Klaus Dupont: Lobster, vergoldet mit Lapislazulispitze (€ 2.800)

Wir werden nicht nur zu Zuschauern des Spektakels, sondern die Wortwahl verweist in eine düstere Vergangenheit. Unweigerlich kommt die Frage auf, ob das denn „in Ordnung“ sein kann.

Was sagt die Wissenschaft? Können Hummer fühlen, Schmerz empfinden, haben sie nicht ein dezentrales Nervensystem, das solche Gefühle nicht verarbeitet, demnach tut ihnen doch nichts weg – oder? Ich bin auf Seite 45 angelangt und beinahe physisch leide ich mit, bin unter der Bettdecke selbst zur Betroffenen, zum Hummer, geworden, der in der Tüte vom Supermarkt kommt, in der

… „praktischen Endkundenverpackung… Doch genau in diesem Moment geschieht es, das Grauenhafte.
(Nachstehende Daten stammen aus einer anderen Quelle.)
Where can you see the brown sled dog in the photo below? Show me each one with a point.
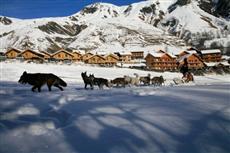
(37, 80)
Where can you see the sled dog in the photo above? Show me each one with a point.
(37, 80)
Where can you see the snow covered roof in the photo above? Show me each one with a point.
(210, 51)
(191, 51)
(125, 53)
(155, 54)
(211, 64)
(160, 54)
(181, 59)
(62, 50)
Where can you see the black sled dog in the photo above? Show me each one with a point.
(37, 80)
(100, 82)
(88, 80)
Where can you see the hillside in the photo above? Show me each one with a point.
(144, 26)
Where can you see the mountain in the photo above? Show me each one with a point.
(146, 25)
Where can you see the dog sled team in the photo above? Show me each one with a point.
(37, 80)
(91, 80)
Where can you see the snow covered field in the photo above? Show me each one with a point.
(189, 118)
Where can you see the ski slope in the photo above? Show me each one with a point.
(189, 118)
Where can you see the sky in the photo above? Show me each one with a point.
(28, 9)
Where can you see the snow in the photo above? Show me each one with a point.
(192, 117)
(210, 51)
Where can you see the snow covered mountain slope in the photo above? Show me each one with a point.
(140, 26)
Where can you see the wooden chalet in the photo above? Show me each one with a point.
(77, 56)
(212, 55)
(185, 52)
(12, 53)
(86, 56)
(194, 61)
(31, 55)
(96, 59)
(137, 55)
(62, 55)
(160, 61)
(47, 56)
(111, 59)
(125, 57)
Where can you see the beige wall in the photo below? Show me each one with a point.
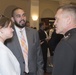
(48, 8)
(7, 5)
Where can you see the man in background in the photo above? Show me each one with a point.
(25, 45)
(65, 53)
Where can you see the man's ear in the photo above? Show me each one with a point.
(12, 19)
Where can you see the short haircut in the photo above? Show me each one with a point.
(4, 22)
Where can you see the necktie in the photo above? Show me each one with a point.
(24, 50)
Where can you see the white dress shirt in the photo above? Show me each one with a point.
(9, 65)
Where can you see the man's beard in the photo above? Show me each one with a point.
(20, 26)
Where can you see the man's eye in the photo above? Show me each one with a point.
(17, 16)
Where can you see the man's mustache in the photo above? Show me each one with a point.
(23, 20)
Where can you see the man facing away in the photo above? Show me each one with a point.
(65, 53)
(27, 51)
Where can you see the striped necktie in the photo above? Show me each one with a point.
(24, 50)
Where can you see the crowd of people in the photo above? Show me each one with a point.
(23, 50)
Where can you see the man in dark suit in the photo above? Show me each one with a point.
(65, 53)
(35, 59)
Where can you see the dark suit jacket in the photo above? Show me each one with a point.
(35, 58)
(65, 55)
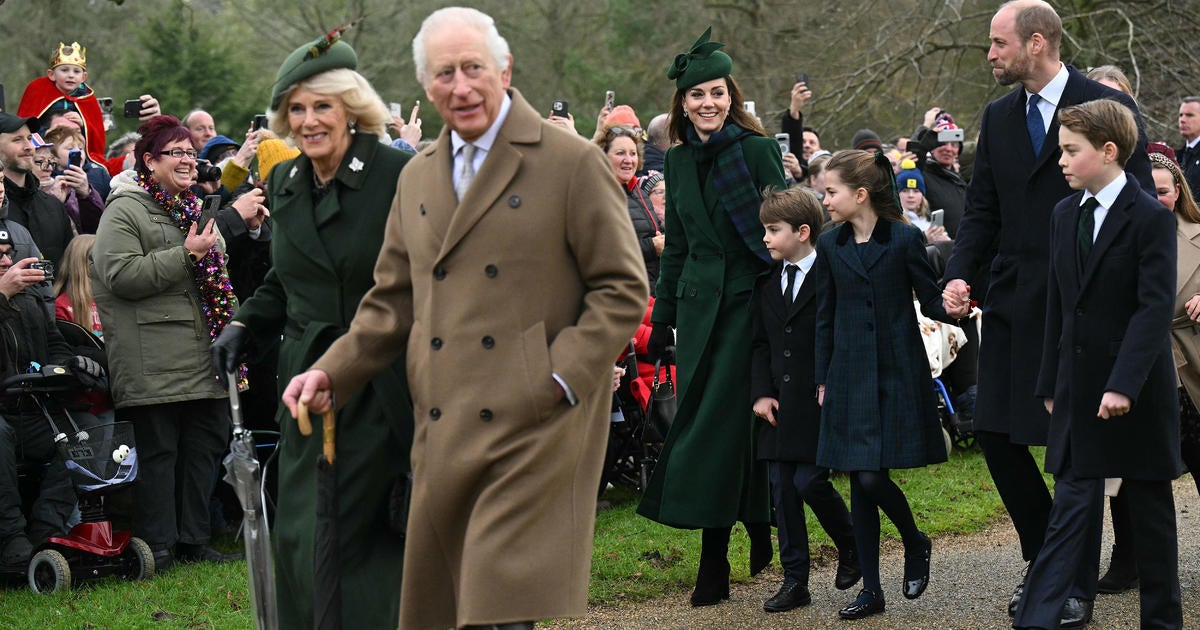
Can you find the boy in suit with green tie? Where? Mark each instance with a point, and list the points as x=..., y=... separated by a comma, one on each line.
x=1108, y=375
x=784, y=393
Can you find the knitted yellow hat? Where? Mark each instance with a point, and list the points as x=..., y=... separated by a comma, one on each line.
x=270, y=153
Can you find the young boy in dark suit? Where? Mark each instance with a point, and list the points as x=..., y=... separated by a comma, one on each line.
x=784, y=393
x=1108, y=376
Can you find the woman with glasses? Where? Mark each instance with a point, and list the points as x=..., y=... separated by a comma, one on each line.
x=329, y=208
x=163, y=293
x=623, y=148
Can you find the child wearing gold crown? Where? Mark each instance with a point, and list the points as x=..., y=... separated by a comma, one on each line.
x=64, y=88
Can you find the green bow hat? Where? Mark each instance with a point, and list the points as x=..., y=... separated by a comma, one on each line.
x=702, y=63
x=313, y=58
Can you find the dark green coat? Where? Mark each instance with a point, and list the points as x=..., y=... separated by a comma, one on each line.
x=323, y=259
x=707, y=474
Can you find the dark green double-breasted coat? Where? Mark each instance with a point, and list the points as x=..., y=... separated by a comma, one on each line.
x=707, y=474
x=323, y=258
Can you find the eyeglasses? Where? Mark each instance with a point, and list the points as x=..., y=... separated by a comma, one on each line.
x=179, y=154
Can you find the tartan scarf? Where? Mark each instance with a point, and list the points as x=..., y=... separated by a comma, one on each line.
x=733, y=183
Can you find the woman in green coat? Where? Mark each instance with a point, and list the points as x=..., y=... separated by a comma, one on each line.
x=329, y=207
x=707, y=475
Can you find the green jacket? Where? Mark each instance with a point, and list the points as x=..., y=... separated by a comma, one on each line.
x=157, y=341
x=323, y=263
x=707, y=474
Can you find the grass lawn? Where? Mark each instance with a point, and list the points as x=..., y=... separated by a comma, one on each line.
x=635, y=559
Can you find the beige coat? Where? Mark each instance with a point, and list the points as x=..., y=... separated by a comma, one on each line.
x=535, y=273
x=1185, y=333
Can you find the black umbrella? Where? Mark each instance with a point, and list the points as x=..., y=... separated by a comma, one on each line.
x=327, y=562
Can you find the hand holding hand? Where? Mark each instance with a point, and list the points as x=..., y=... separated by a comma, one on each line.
x=766, y=408
x=957, y=298
x=311, y=388
x=1113, y=405
x=21, y=276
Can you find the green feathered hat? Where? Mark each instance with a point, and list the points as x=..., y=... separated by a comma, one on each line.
x=703, y=61
x=313, y=58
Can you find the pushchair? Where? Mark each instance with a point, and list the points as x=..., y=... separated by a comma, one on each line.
x=100, y=460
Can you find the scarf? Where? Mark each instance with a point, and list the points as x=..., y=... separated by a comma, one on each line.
x=215, y=293
x=733, y=183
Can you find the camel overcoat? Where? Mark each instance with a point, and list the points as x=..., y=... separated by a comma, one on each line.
x=535, y=273
x=1185, y=333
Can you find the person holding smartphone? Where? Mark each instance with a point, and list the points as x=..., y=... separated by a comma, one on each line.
x=81, y=198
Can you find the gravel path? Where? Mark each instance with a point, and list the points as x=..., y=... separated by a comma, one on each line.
x=970, y=583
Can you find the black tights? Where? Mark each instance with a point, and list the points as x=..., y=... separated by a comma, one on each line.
x=869, y=492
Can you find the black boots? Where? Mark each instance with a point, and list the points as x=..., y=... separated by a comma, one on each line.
x=713, y=577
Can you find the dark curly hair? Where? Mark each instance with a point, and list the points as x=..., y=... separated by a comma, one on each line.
x=157, y=132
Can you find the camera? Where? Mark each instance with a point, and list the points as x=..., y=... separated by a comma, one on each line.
x=46, y=267
x=949, y=136
x=133, y=108
x=205, y=172
x=785, y=142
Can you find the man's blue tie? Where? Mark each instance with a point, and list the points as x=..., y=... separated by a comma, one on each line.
x=1036, y=125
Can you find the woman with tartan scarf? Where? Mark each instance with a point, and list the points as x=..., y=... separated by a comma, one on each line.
x=163, y=293
x=707, y=475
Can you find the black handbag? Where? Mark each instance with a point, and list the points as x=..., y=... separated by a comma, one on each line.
x=661, y=409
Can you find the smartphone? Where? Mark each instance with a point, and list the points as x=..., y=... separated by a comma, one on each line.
x=949, y=136
x=133, y=108
x=208, y=211
x=785, y=142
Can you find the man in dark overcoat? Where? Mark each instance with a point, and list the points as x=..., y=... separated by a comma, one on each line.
x=1015, y=185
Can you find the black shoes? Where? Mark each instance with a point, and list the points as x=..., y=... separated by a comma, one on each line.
x=849, y=571
x=916, y=568
x=185, y=552
x=1122, y=574
x=1075, y=613
x=791, y=595
x=865, y=605
x=1019, y=592
x=16, y=552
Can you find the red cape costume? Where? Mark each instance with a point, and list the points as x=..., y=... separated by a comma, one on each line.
x=41, y=94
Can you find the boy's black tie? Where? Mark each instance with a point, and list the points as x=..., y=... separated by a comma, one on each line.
x=790, y=269
x=1085, y=228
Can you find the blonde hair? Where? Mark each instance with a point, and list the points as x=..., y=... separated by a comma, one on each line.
x=73, y=279
x=364, y=107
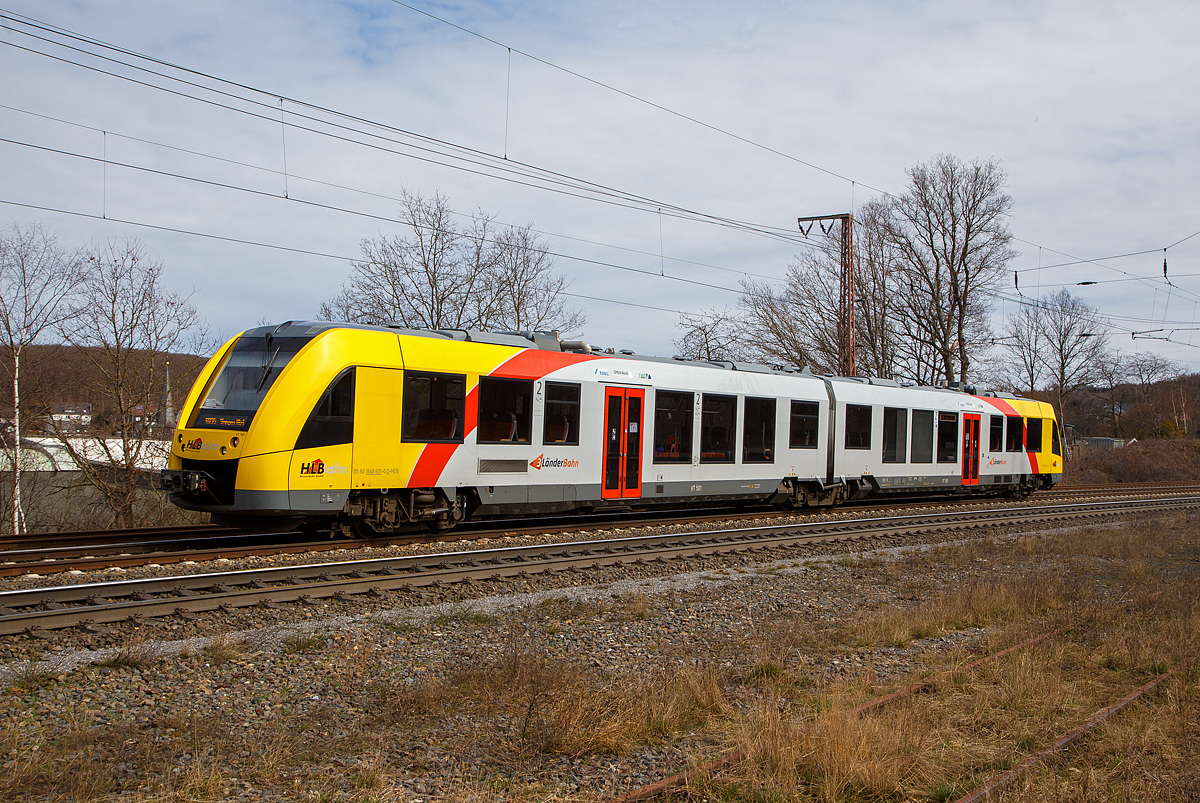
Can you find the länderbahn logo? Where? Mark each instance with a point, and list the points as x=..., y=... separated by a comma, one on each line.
x=541, y=461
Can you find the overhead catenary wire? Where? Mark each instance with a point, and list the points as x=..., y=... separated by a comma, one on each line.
x=295, y=177
x=496, y=167
x=678, y=211
x=736, y=136
x=275, y=246
x=351, y=211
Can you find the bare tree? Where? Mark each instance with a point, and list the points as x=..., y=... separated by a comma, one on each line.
x=951, y=233
x=1073, y=343
x=791, y=325
x=127, y=323
x=36, y=281
x=1023, y=341
x=439, y=275
x=713, y=335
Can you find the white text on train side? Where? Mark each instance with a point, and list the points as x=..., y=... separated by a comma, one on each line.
x=318, y=467
x=553, y=462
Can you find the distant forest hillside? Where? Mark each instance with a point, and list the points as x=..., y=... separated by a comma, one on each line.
x=52, y=375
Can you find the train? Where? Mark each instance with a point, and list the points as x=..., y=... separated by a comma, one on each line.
x=371, y=429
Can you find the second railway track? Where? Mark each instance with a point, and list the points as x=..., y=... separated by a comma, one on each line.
x=40, y=610
x=96, y=550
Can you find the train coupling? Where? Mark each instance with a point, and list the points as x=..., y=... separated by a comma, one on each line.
x=171, y=479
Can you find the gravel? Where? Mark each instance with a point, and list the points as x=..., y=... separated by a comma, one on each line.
x=306, y=675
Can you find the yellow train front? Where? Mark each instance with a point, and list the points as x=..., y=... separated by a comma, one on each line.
x=373, y=427
x=301, y=423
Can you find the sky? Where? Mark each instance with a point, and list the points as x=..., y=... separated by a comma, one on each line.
x=630, y=133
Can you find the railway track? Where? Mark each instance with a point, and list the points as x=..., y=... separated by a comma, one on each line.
x=91, y=605
x=96, y=550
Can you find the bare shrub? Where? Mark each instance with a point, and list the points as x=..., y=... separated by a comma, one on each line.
x=225, y=648
x=137, y=654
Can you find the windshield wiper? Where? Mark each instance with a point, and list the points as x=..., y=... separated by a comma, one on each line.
x=267, y=366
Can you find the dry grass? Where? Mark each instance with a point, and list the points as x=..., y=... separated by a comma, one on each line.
x=1125, y=598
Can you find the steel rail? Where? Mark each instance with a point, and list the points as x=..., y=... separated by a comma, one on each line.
x=1055, y=750
x=64, y=606
x=232, y=543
Egal wie benommen der Hummer (sprich ich um 23.18 Uhr) von seiner langen Reise sein mag, beim Kontakt mit dem kochenden Wasser erwacht er jedenfalls – alamierend! – zum Leben. Will man ihn aus der Verpackung direkt in den Topf schütten, kriegt man ihn häufig gar nicht raus, so heftig klammert er sich daran fest. Auch versucht er mitunter, sich am Rand des Topfes aus der Gefahr zu ziehen – wie ein Mensch, der an einer Dachrinne hängt.

Spätestens jetzt höre ich das Kratzen des imaginären Lobsters an der Aluminiumwand, während David Foster Wallace unbeirrt und faktisch präzise weiter erzählt, sich schnelle Ausflüge in die Ethik und Moral erlaubt, die wie Peitschenhieb aufrütteln. Nichts für empfindsame Gemüter, die den Hummer lieber schön garniert und ent-wesentlich auf dem Tisch serviert bekommen möchten.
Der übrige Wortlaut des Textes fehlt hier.